Launch app on specific host skipping the scheduler

Hi All,

I have a cluster with various fileservers that are sometimes used for compute instead of the general compute nodes in slurm that I would like to be able to launch jupyter notebooks on. I suppose I could put them in slurm but given the “linux_host” adapter, I was wondering if there was a way to do i without adding these fs’s to slurm?

Yea I think the linux host adapter may suite this use case, because it’s meant for login nodes or at least nodes that are not a part of the general compute infrastructure.

It does depend on a few things like tmux and singularity on the destination server, so just keep that in mind.

@jeff.ohrstrom The “cluster” setting in an app’s form.yml is immutable by the form page right? i.e. I cannot dynamically change its value with a form field/javascript?

No, you have a couple of options here in 1.8+.

Adding additional clusters in cluster attribute will give you a dropdown which you can interact with through javascript.

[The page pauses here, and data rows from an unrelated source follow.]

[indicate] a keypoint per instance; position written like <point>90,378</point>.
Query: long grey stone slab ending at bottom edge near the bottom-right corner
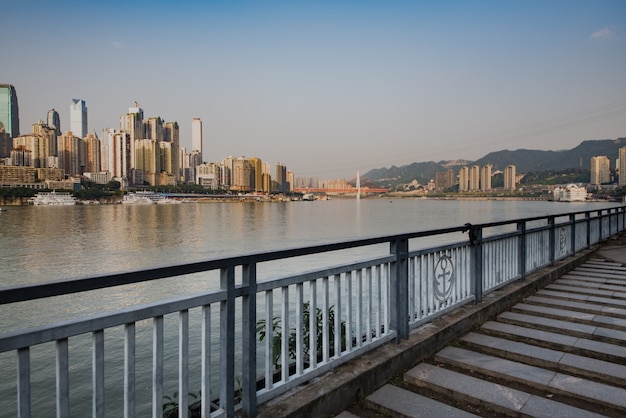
<point>500,398</point>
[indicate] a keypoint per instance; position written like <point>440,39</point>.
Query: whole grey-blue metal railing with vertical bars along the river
<point>249,340</point>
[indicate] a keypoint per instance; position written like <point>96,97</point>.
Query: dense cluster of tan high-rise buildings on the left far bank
<point>143,151</point>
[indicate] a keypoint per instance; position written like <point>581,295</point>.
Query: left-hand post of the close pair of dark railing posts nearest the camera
<point>227,344</point>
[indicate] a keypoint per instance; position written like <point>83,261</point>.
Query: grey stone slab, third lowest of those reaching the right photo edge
<point>582,346</point>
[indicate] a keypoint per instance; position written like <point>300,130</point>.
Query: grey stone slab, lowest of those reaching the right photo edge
<point>597,396</point>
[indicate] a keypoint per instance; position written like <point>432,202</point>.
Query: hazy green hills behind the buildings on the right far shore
<point>525,161</point>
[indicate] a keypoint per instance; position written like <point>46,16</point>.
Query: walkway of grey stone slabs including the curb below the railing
<point>553,345</point>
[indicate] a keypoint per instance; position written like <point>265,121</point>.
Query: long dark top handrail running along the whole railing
<point>22,293</point>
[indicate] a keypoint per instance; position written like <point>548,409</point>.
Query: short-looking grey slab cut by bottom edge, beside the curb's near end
<point>413,405</point>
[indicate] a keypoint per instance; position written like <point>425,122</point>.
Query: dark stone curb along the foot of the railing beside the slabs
<point>337,390</point>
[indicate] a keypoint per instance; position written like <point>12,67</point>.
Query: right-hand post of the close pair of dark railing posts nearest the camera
<point>249,341</point>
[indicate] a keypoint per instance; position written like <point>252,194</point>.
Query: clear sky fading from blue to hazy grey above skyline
<point>329,87</point>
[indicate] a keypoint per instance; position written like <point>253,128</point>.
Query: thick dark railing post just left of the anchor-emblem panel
<point>399,288</point>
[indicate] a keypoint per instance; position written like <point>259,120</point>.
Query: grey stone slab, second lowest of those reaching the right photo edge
<point>577,365</point>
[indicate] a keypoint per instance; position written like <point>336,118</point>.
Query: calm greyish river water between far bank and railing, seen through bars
<point>39,244</point>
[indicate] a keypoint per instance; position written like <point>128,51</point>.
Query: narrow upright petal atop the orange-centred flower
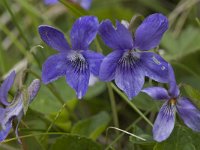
<point>173,88</point>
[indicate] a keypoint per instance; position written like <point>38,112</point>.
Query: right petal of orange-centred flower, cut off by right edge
<point>189,113</point>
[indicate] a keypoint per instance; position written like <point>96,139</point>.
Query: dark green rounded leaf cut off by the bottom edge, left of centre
<point>74,142</point>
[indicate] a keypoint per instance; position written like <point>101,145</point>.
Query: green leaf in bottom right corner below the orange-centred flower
<point>182,138</point>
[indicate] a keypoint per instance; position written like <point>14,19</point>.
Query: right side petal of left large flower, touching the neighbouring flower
<point>94,59</point>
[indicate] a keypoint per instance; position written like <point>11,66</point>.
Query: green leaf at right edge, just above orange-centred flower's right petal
<point>193,94</point>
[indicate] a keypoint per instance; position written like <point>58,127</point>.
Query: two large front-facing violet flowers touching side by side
<point>126,64</point>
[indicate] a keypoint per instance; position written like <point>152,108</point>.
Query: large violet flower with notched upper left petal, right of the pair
<point>126,64</point>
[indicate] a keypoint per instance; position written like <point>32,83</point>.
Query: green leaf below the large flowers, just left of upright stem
<point>92,127</point>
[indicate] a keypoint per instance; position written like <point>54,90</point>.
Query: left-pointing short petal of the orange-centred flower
<point>157,93</point>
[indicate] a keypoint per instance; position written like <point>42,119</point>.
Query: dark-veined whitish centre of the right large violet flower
<point>129,59</point>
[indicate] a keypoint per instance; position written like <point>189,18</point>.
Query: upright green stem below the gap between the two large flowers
<point>113,105</point>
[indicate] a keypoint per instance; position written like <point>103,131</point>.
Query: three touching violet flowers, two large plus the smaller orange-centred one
<point>128,64</point>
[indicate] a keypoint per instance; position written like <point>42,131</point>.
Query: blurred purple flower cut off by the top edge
<point>83,3</point>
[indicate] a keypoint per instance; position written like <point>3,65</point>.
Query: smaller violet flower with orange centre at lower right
<point>165,120</point>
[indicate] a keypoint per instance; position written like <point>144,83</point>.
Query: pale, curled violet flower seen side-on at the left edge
<point>11,110</point>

There’s a little complexity here though given how different adapters require fields. That is, if you were to say set a slurm cluster A and a linux host adapter B they’d want very different things in the native field of the submit.yml.erb. You can check this out as a reference on how to toggle these. At one point we had a Slurm cluster and a Torque cluster at the same time, so we accessed this information through OodAppkit.clusters[cluster].job_config[:adapter] and submitted different native args based on that.

1 Like

I think this is exactly what I needed. Key was the fact that simply adding multiple clusters to the clusters var in the form.yml was already built in!

Thanks for the submit.yml.erb snippet as well, that is how I will handle the native bits when submitted to slurm and nothing when sent to a linux_host adapter!

@jeff.ohrstrom I am getting pretty far with this but am now stuck with the apps launching correctly (I can see jupyter running as my user on the target host) and I can manually enter the url so the reverse proxy works but the apps in the portal go right to completed with no connect button.

I am guessing this is because the connector is failing to communicate with the process but I cannot seem to figure out what is blocking it? Any ideas?

Here’s a troubleshooting section. I’ve noticed a similar behaviour and have that section here, where ‘it just exists immediately’. There are steps to debug, but as an off the top guess, I’d scrutinize the submit_host and the ssh_hosts. ssh_hosts should be any host the submit_host can DNS resolve to.

Hi @jeff.ohrstrom

Do I need to run an app intended for a linux host in a specific container like the wiki states by adding singularity_container: /usr/local/modules/netbeans/netbeans_2019.sif line to the native override in the submit.yml.erb in an app?

No, I think we run a base centos:7 image and just mount in everything we need. We really only use it for process management more than anything else.

So you could either use a basic image and mount in what you need (like we do for code-server) or you can have a specific image that holds what you need and have fewer mount ins. Totally up to you.

Ok cool.

Still trying to figure out why these jobs are going straight to completed even though the singularity container and its internal process are running fine. I can even manually enter the uri to redirect to the jupyterlab that is running on the node.

I can’t quite find where in the code how the state is being determined. I see ood_core/status.rb at master · OSC/ood_core · GitHub is handling state info for other parts to query but I don’t see the logic that does the actual test?

Do you happen to know off the top of your head what is being tested/queried on the node to determine state? I’m guessing its checking the PID of the singularity command?